C’est avec appétit aussi que le parti à succès du conseiller fédéral Christoph Blocher lorgne sur le parlement cantonal neuchâtelois (Grand Conseil) et quelques uns de ses 115 sièges. Sur la ligne de départ, il aligne 29 candidats, dont plusieurs transfuges d’autres partis de droite.

«Théoriquement, l’UDC a un fond de commerce de l’ordre de 20% des voix. Ils devraient donc faire une entrée assez fracassante au législatif, calcule Mario Sessa. A savoir entre dix et quatorze sièges, avec des chances énormes de placer Yvan Perrin au Conseil d’Etat.»
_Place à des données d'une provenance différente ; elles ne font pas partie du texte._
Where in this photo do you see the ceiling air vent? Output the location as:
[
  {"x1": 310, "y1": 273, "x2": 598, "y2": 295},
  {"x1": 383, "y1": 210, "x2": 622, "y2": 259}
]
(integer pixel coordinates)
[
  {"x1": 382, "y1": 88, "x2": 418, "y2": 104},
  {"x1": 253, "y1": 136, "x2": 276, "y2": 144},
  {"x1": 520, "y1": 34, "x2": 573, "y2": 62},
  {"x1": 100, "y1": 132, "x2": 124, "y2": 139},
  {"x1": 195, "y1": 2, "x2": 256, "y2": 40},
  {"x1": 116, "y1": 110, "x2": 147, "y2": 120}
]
La gauche pour sa part ne cache pas son objectif: renverser la majorité de droite (60 sièges contre 55) et s’offrir la double majorité à l’exécutif et au législatif. Ce qui ne s’est encore jamais vu en Suisse.

Vers un inéluctable consensus

Afin de se donner toutes les chances, la gauche part avec 233 candidats sur un total de 395 (soit +27% par rapport à il y a quatre ans/128 femmes). Et les seuls socialistes – premier parti du canton – avec 127.

«Mais quel que soit le verdict des urnes, estime Mario Sessa, on pourrait bien se retrouver avec le fameux consensus neuchâtelois.»

«Le canton a un vrai problème, poursuit le journaliste. Une économie totalement déficiente, une fiscalité catastrophique et un niveau de revenus et de dépenses totalement déséquilibré. Tous les partis le reconnaissent et avouent peu ou prou leur responsabilité dans cette situation. Il n’est donc pas raisonnable d’envisager une politique de blocs.»

swissinfo, Pierre-François Besson

Les élections cantonales neuchâteloises ont lieu les 10 avril et 1er mai
Sont en jeu les 115 sièges du parlement (Grand Conseil) et les 5 du gouvernement (Conseil d’Etat), pour lequel seuls deux sortants se représentent.
La droite «classique» présente 133 candidats pour le parlement et 7 pour le gouvernement
L’Union démocratique du centre (UDC) 29 et 5
La gauche 233 et 15

– Actuellement, le canton de Neuchâtel est gouverné à droite par une majorité radicale-libérale qui détient 3 sièges sur cinq au gouvernement et 60 sur 115 au parlement.

– La gauche ambitionne de renverser cette majorité au sein des deux organes et de signer ainsi une première dans l’histoire suisse.